Unfortunately, it’s hard for people to navigate a landscape where the vast amount of content they’re exposed to seems to favor one point of view. The natural tendency, when bombarded with publications claiming the invasion of Ukraine as legitimate, is to wonder if your support for Kiev is misinformed or ill-advised. Do these apparently rank-and-file Russians and apparently pro-Putin Europeans make sense?
Keeping these new junk accounts under control will be a huge challenge, and unfortunately the platforms have all the wrong motivations when it comes to combating the problem. Elon Musk, witnessing the fallout from his mismanagement of Twitter, may welcome the arrival of these bots hosting controversial and highly engaged content, as long as his advertisers don’t complain about wasting money selling ads to ChatGPT-powered bots.

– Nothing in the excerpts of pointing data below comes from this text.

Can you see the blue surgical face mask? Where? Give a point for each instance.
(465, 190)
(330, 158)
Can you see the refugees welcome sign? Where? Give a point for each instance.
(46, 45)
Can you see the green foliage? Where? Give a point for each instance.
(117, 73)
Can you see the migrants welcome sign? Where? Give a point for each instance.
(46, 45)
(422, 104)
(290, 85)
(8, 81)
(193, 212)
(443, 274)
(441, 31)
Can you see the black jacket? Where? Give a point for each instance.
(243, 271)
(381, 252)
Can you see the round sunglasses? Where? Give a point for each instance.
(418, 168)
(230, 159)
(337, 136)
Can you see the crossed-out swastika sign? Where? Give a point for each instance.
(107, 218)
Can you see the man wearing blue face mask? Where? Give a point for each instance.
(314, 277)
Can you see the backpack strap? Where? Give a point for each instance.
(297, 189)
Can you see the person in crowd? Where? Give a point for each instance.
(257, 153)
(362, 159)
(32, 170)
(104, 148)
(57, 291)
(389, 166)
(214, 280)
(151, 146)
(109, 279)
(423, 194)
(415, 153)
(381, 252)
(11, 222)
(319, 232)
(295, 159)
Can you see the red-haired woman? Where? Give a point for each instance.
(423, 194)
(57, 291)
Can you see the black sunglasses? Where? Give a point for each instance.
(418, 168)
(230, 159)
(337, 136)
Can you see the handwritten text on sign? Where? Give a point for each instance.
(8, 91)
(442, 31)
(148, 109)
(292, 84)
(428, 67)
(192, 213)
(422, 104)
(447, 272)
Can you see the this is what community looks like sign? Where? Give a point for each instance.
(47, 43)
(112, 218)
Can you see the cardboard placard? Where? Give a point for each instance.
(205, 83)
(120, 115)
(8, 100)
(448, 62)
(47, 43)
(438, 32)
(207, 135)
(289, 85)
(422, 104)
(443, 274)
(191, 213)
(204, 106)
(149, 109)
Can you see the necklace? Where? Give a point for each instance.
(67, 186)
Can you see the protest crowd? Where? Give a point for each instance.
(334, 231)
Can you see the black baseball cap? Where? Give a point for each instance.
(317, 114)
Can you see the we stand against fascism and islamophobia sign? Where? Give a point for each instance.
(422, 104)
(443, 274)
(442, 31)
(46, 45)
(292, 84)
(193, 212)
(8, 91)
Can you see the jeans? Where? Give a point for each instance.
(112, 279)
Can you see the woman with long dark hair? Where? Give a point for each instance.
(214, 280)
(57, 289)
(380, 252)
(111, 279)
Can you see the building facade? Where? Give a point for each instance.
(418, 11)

How do we respond when content is created not for our benefit, but to trick search engines or promote extreme views? I recently got a preview of one possible answer with a system called Otherweb, created by AI developer Alex Fink. The Otherweb tries to sort through the news of the day and weed out the “anti-news”. Anti-news is content created by professional news organizations that has no real news value. his favorite example is the headline of a reliable source that reads: This type of content is created by humans to gain attention. it does not provide useful information about the world, although it can be diverted for a while.
Anti-news is Fink’s brainchild, and he’s put considerable thought into creating a news feed that’s free of clickbait and other forms of anti-clutter. Every day I get a different newsletter from Otherweb, which has distilled thousands of news stories down to nine, chosen for their apparent neutrality and newsworthiness. The system works very well. every few moments I get a quick overview of newsworthy headlines without trying to grab and redirect my attention.
Enlisting the help of artificial intelligence is an irony to help us find our way through a landscape littered with garbage created by competing AI systems. We might have avoided this problem if OpenAI, the creators of ChatGPT, had been more responsible in releasing their tool to the public. It seems likely that users will be able to use ChatGPT or something similar in the near future, creating an endless stream of junk that can be used for either search engine optimization or propaganda. Here’s hoping we quickly see innovation in tools to help us cope.
We might also benefit from rethinking the incentives that make the current Internet work. Spam is an advertising-supported Internet feature that constantly competes for users’ attention. If we were to work on something closer to a subscription model, the content would have to be of higher quality so that users would be willing to pay for it. And if systems like Reddit didn’t reward users simply for creating content that people happen to engage with, they’d have less incentive to inflate their post count by posting junk.
Perhaps there is a way to create incentives that reward high-quality engagement and severely penalize people for posting AI-generated junk. But for now, it seems likely that this battle for our attention will veer into surreal, Borgesian territory as we scroll through an endless series of hexagonal galleries online, armed with tools to help us find those increasingly rare nuggets of genuine human insight.